Hi Scott! I bought a Festool CT15 after reading your review. Any chance you have a link to an adapter that would work for attaching my ProScraper? Thank you!
Nice video. Doesn’t the RRP guidance suggest wet scraping? Or does it change if you’re using a HEPA vacuum connected to the tool?
Since you do a lot of RRP work, do you have dedicated lead tools? Or do you use the same shop vac for lead/non-lead work?
If you were doing this onsite, I assume you’d still follow typical containment procedures. Do you feel like this gives you any advantages over some of the other major mechanical stripping tools?
RRP allows working with tools attached to a HEPA vac and we usually setup containment in any area we are working as well.
Any suggestions for modifying the blade to work on trim and window profiles?
I like using the Hyde contour scraper for the fragile profiles. The ProScraper does the heavy work and then the detail work needs a finer tool.
If you are using the Cobra or other IR heating method, the paint should be soft enough for the Hyde contours to do the trick.

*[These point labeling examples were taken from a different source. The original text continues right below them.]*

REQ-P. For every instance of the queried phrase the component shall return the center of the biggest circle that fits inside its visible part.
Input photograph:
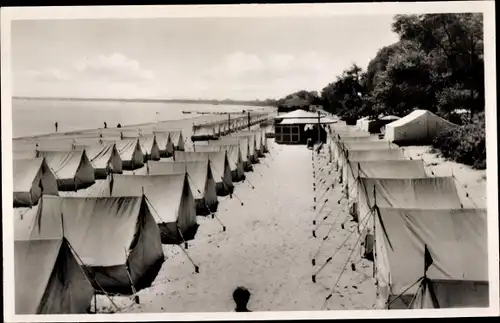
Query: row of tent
(215, 129)
(107, 236)
(79, 160)
(409, 221)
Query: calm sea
(34, 117)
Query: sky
(208, 58)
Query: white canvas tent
(105, 159)
(177, 139)
(253, 155)
(200, 175)
(220, 167)
(233, 155)
(429, 192)
(130, 153)
(116, 238)
(72, 169)
(457, 243)
(32, 178)
(48, 279)
(165, 145)
(241, 142)
(418, 126)
(149, 147)
(170, 198)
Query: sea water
(35, 117)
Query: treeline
(311, 97)
(436, 65)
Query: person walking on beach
(241, 296)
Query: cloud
(113, 68)
(49, 75)
(241, 65)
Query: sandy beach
(267, 247)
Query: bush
(465, 144)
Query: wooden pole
(319, 126)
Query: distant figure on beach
(241, 296)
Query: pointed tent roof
(231, 150)
(100, 154)
(48, 279)
(91, 226)
(197, 170)
(25, 172)
(164, 192)
(378, 154)
(241, 142)
(64, 164)
(217, 159)
(456, 239)
(126, 148)
(389, 169)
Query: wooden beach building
(297, 126)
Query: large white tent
(32, 178)
(48, 279)
(201, 176)
(73, 168)
(418, 126)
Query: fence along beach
(313, 239)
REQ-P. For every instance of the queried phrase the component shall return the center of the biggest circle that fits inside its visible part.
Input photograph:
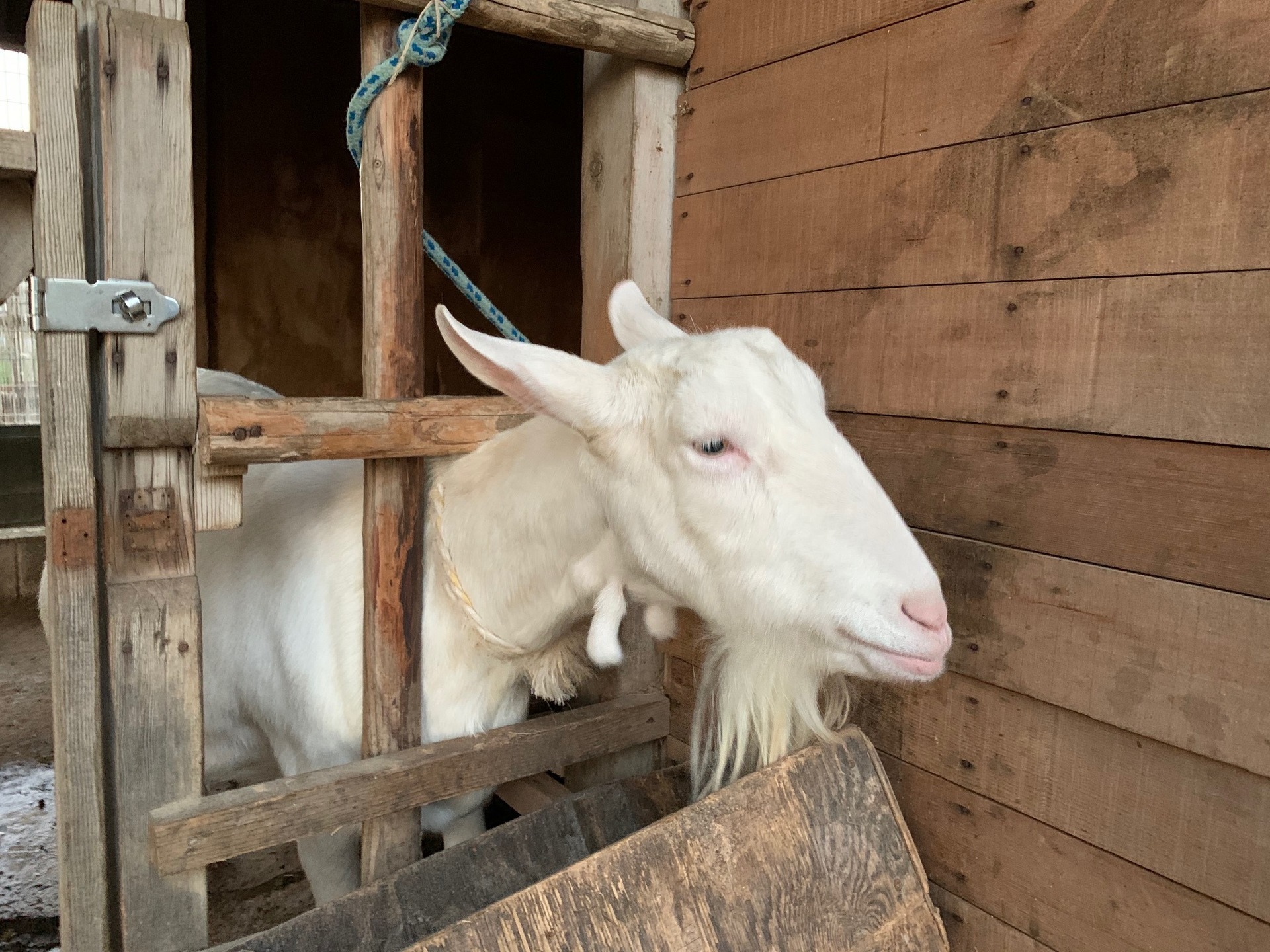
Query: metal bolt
(131, 307)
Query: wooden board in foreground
(810, 853)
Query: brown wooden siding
(1027, 247)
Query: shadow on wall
(281, 210)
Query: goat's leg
(333, 862)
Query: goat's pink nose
(926, 608)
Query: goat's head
(730, 487)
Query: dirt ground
(245, 895)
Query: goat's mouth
(908, 666)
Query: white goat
(698, 471)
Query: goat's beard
(755, 705)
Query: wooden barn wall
(280, 207)
(1028, 249)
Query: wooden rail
(190, 834)
(235, 430)
(605, 28)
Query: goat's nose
(930, 611)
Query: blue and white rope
(422, 42)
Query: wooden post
(70, 494)
(139, 110)
(628, 190)
(393, 315)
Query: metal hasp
(110, 306)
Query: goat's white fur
(784, 545)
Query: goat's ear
(634, 321)
(574, 391)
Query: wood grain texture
(1180, 510)
(237, 432)
(17, 154)
(393, 361)
(140, 75)
(1054, 888)
(628, 186)
(741, 34)
(970, 930)
(17, 241)
(806, 855)
(70, 495)
(1180, 357)
(1177, 190)
(1179, 663)
(976, 70)
(1191, 819)
(644, 34)
(190, 836)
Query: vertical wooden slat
(70, 494)
(628, 192)
(392, 367)
(140, 112)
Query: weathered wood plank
(142, 83)
(1060, 890)
(1191, 819)
(970, 930)
(1179, 190)
(189, 836)
(1181, 510)
(237, 432)
(17, 154)
(17, 241)
(393, 361)
(647, 36)
(807, 853)
(71, 615)
(628, 192)
(1180, 357)
(976, 70)
(741, 34)
(1177, 663)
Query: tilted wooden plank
(233, 430)
(139, 103)
(974, 70)
(1194, 820)
(17, 154)
(1177, 357)
(1056, 888)
(1164, 192)
(70, 495)
(393, 362)
(741, 34)
(1179, 663)
(189, 836)
(1181, 510)
(810, 853)
(606, 28)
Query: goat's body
(282, 615)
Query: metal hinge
(111, 306)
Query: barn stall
(1019, 241)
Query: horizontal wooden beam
(17, 154)
(238, 430)
(606, 28)
(190, 834)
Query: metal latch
(110, 306)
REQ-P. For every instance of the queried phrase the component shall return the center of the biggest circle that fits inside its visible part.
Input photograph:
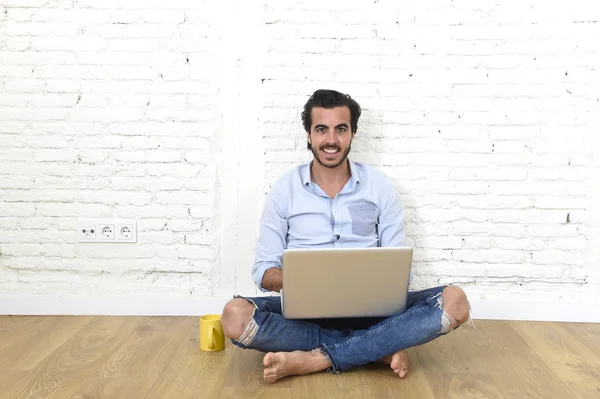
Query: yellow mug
(212, 337)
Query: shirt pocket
(364, 219)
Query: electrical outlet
(87, 230)
(107, 231)
(126, 231)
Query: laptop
(345, 282)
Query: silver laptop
(345, 282)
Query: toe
(402, 372)
(268, 359)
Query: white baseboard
(156, 306)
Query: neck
(327, 177)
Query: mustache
(330, 147)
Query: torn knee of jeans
(249, 332)
(448, 322)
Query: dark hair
(330, 99)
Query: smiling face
(330, 135)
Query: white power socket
(103, 230)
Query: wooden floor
(158, 357)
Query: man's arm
(266, 271)
(391, 218)
(273, 279)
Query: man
(333, 202)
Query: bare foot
(282, 364)
(398, 362)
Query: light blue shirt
(298, 214)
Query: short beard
(332, 166)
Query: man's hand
(273, 279)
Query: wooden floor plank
(67, 368)
(192, 373)
(325, 384)
(379, 381)
(513, 364)
(570, 359)
(453, 369)
(141, 358)
(154, 357)
(23, 347)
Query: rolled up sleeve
(391, 218)
(271, 240)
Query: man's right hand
(273, 279)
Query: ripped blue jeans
(347, 342)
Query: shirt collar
(354, 178)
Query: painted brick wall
(181, 114)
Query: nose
(330, 137)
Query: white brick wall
(181, 114)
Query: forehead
(330, 116)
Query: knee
(236, 316)
(456, 303)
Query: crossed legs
(238, 325)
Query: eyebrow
(327, 127)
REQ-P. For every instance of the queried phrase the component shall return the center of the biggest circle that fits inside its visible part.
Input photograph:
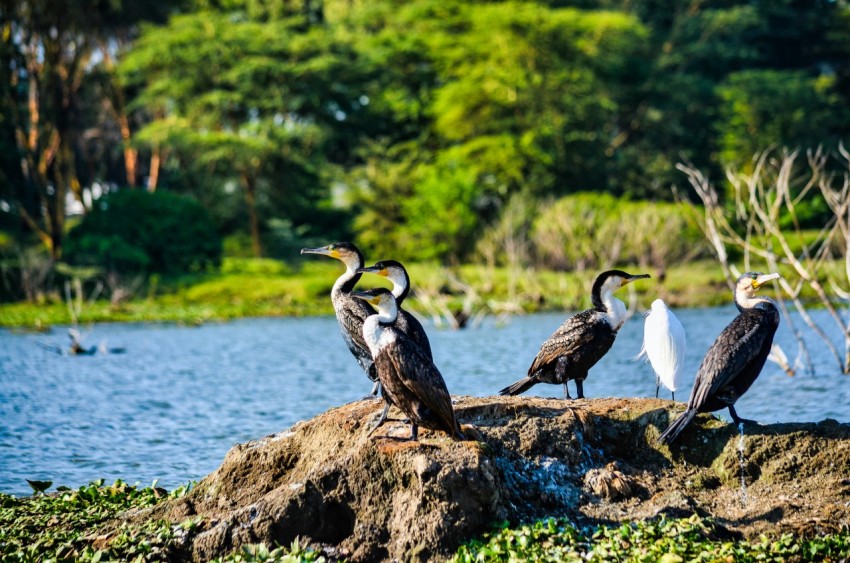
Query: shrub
(133, 231)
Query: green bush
(592, 231)
(133, 231)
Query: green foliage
(593, 231)
(666, 540)
(136, 231)
(764, 108)
(58, 526)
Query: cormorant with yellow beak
(582, 340)
(409, 379)
(350, 312)
(736, 358)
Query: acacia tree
(51, 54)
(255, 102)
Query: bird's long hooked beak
(371, 299)
(630, 279)
(764, 278)
(324, 250)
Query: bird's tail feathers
(677, 426)
(520, 386)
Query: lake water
(171, 406)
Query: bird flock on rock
(392, 347)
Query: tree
(48, 54)
(258, 102)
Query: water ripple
(176, 401)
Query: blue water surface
(179, 397)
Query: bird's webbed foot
(737, 419)
(381, 419)
(561, 375)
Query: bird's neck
(401, 287)
(386, 317)
(346, 282)
(613, 307)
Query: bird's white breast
(615, 311)
(376, 335)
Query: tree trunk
(156, 163)
(249, 182)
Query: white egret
(664, 345)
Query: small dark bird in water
(582, 340)
(350, 312)
(736, 358)
(407, 323)
(409, 378)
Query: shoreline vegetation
(252, 287)
(63, 525)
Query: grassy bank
(258, 288)
(80, 525)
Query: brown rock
(363, 498)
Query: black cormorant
(409, 379)
(582, 340)
(350, 312)
(735, 359)
(407, 323)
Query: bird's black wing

The Bahco 625 Premium Ergonomic Carbide Scraper has carbide blades, which are much harder, and has smaller blades and a choice of round, pear shaped, and pointed profiles in addition to flat but narrower. If the paint already is pretty bad and just needs scraping, these work better, but fewer contour choices and for convex shapes one just uses narrow flat and is careful not to flatten the curve.
These too need a diamond card to sharpen. the Hyde you can use a file.